Friday, 27 July 2007

Book Club Debate No.1: Dracula

Last night I hosted the first Library of Secrets Book Club Debate, in Whitstable. We had a 16 strong crowd of Library members come along to the Umbrella Community Centre to debate Dracula. The brilliant Helen Brown chaired the debate, which started by gleaning peoples general opinions about the book. The majority ruled that Dracula was an unexpected delight that was very contemporary in its style and approach. All written through diary extracts and letters between the main characters, it sets a lively pace to the book which is easily translatable in to the filmic genre through which it has been so popularly portrayed. This is no surprise when considering that Bram Stoker worked with Henry Irving in the theatre and was exposed on a daily basis to this very immediate approach to telling a story. This might also explain his decision to involve so many characters and not have just one person telling the story, allowing different interpretations of events and different opinions to move the story along. Some members found the style difficult to read and an immediate turn off, but others among us felt that it reflected a very contemporary desire to broadcast yourself, for instance as I am doing right now by blogging. Dracula after all is a very technologically advanced novel, Mina Harker uses a typewriter, Dr. Seward uses a phonograph and Van Helsing experiments quite haphazardly with blood transfusions. This focus on technology and science reflects the fin de siecle mood of the time Bram Stoker was writing in (1887), these medical and scientific advances are just one of the many aspects that add to the anarchy and melt down of a move towards a new dawn, a new century. The book reflects a blurring of gender boundaries and roles, as women were starting to claw out emancipation from the patriarchal shackles of the time whilst men were being confronted with the coining of the term Homosexuality. This sets the tone for a book that deals with threat and invasion of the British Empire, which considering its state of flux was in a pretty weak position. However morality, piousness and religion save the day as the demonic Dracula and his harpy’s are kept at bay with crucifixs, communion wafers and holy water. Helen suggested that Bram Stoker was having a bit of a giggle with the reader, considering his Irish protestant upbringing.
The discussion lead us to consider how much Draclua reflects our own times, with the ‘threat of terror’ and the ‘axis of evil’ as well as the influx of immigration from Eastern Europe. One member who really disliked the book, brought up how racist and offensive she found the depiction of the East. The group agreed and I myself being of Hungarian descent found the charicature of Dracula reflecting the current prejudices surrounding Eastern European migration in to Britain today.
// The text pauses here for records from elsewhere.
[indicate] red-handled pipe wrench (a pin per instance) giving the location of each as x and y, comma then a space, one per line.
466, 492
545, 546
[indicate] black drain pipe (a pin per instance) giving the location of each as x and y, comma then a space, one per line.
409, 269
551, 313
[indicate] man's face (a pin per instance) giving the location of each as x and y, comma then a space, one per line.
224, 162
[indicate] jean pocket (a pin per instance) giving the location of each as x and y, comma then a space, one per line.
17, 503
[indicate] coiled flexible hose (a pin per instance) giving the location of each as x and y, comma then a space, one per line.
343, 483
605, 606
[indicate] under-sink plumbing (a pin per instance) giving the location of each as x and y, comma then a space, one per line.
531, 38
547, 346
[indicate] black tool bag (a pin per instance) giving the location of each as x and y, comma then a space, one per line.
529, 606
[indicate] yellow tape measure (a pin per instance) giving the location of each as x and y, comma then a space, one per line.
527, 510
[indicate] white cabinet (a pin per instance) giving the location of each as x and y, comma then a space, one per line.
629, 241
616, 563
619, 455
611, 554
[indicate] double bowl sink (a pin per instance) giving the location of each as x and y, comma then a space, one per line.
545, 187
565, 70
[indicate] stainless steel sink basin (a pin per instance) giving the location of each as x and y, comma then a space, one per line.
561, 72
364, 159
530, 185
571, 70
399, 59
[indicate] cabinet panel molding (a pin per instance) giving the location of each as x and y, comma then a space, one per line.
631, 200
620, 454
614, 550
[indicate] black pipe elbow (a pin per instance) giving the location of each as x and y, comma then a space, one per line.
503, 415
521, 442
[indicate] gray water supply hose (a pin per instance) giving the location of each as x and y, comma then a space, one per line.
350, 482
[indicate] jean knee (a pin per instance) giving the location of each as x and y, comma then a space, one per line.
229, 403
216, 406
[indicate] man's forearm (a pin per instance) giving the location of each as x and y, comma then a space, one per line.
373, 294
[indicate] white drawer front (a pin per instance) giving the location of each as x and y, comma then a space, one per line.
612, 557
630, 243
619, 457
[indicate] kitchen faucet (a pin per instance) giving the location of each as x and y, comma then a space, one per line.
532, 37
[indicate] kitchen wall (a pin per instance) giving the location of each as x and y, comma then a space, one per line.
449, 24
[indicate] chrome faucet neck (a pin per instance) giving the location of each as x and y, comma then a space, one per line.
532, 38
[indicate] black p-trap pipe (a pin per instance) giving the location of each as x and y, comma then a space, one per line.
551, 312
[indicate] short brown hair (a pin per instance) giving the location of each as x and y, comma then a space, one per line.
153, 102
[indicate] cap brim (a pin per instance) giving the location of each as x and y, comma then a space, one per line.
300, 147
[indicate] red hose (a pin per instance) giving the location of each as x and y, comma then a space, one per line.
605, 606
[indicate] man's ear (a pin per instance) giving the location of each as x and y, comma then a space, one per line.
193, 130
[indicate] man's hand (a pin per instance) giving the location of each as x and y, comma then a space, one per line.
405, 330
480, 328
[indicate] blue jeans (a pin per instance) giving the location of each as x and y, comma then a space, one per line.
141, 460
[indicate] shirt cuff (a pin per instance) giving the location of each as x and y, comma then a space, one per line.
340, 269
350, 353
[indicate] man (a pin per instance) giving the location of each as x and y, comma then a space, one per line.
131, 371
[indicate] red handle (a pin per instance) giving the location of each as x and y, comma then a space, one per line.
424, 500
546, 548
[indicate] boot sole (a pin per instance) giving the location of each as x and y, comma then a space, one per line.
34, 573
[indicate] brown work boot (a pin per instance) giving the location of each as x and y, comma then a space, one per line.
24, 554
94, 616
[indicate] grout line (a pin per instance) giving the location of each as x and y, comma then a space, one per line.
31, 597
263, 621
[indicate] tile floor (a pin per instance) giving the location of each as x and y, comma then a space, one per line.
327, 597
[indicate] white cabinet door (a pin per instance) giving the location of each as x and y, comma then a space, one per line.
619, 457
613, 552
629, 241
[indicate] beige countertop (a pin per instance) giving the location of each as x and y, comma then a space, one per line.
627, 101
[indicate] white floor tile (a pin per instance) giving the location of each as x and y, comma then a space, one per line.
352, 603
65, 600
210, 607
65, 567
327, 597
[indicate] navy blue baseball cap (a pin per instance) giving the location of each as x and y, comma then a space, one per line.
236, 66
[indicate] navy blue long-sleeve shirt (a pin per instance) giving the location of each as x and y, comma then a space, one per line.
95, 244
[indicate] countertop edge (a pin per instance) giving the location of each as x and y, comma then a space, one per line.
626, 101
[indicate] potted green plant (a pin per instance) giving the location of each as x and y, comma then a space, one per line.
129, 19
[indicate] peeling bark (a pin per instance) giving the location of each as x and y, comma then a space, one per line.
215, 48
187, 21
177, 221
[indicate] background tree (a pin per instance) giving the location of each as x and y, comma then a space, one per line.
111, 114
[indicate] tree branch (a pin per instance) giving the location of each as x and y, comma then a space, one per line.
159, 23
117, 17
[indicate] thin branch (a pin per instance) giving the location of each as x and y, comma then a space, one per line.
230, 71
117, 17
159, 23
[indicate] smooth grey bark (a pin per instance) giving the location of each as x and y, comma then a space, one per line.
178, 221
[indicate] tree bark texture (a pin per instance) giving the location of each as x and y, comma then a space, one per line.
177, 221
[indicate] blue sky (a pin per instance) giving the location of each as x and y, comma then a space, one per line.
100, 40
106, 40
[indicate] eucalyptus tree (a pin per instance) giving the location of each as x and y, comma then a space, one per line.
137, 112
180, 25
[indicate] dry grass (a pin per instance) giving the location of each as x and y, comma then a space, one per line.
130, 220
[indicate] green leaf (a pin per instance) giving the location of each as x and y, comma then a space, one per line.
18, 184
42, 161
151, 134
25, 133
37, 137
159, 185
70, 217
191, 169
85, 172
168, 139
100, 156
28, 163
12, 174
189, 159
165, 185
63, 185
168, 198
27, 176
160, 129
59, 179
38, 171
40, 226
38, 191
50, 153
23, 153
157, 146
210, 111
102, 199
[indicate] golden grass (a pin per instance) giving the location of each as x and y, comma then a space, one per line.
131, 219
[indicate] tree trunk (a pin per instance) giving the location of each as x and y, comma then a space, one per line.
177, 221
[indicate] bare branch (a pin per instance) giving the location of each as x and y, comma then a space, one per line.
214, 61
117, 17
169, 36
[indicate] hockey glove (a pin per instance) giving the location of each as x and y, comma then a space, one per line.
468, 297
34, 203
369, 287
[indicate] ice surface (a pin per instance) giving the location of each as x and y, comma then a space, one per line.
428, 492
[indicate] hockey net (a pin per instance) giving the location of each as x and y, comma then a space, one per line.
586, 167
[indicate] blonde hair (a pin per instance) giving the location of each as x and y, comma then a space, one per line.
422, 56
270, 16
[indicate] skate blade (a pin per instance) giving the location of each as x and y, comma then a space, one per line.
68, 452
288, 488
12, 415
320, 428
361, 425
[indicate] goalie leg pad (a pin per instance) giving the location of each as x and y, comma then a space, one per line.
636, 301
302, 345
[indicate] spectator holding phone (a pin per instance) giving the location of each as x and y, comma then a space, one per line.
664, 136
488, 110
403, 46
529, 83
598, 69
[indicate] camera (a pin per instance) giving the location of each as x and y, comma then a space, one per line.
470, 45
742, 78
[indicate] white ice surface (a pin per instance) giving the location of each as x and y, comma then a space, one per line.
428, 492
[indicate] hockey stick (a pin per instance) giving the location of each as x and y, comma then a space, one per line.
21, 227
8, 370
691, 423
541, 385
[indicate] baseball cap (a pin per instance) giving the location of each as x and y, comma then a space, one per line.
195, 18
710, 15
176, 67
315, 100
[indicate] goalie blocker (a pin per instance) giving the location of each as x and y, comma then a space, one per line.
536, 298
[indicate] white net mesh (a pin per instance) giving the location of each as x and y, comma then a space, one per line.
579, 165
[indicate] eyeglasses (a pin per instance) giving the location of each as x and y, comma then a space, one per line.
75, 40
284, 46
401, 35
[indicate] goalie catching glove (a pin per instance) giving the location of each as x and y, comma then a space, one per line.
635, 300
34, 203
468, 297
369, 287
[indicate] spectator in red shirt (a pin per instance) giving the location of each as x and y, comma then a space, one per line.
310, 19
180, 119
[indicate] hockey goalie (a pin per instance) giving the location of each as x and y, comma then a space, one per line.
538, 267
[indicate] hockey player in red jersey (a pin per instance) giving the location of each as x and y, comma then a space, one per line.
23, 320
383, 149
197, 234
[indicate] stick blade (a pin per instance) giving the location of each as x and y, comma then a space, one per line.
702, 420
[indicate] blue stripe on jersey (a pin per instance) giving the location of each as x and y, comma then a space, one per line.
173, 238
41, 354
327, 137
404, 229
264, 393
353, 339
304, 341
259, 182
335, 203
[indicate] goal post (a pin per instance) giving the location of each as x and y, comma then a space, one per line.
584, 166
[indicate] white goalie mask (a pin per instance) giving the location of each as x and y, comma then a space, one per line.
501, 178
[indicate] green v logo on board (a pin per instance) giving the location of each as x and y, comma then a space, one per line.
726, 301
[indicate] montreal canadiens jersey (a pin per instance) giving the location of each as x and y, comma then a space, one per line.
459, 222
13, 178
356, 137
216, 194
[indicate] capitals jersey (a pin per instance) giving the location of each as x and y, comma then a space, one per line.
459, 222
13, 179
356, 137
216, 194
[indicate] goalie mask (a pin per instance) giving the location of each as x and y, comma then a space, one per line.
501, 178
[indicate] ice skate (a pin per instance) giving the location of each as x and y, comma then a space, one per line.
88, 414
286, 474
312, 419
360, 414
Pete Doherty was cast as a good modern day Count, as Helen suggested he sculks around at night, looks abit like the undead and has added to his fame by having had a girlfriend that is idolised for looking like a skeleton.

One of the Book Club members, Emily Turner, has written a fantastic review of the evening’s events and describes more succinctly the ins and outs of the debate. Please read at

Many thanks to Helen Brown and all the Book Club Members for making it such a great evening!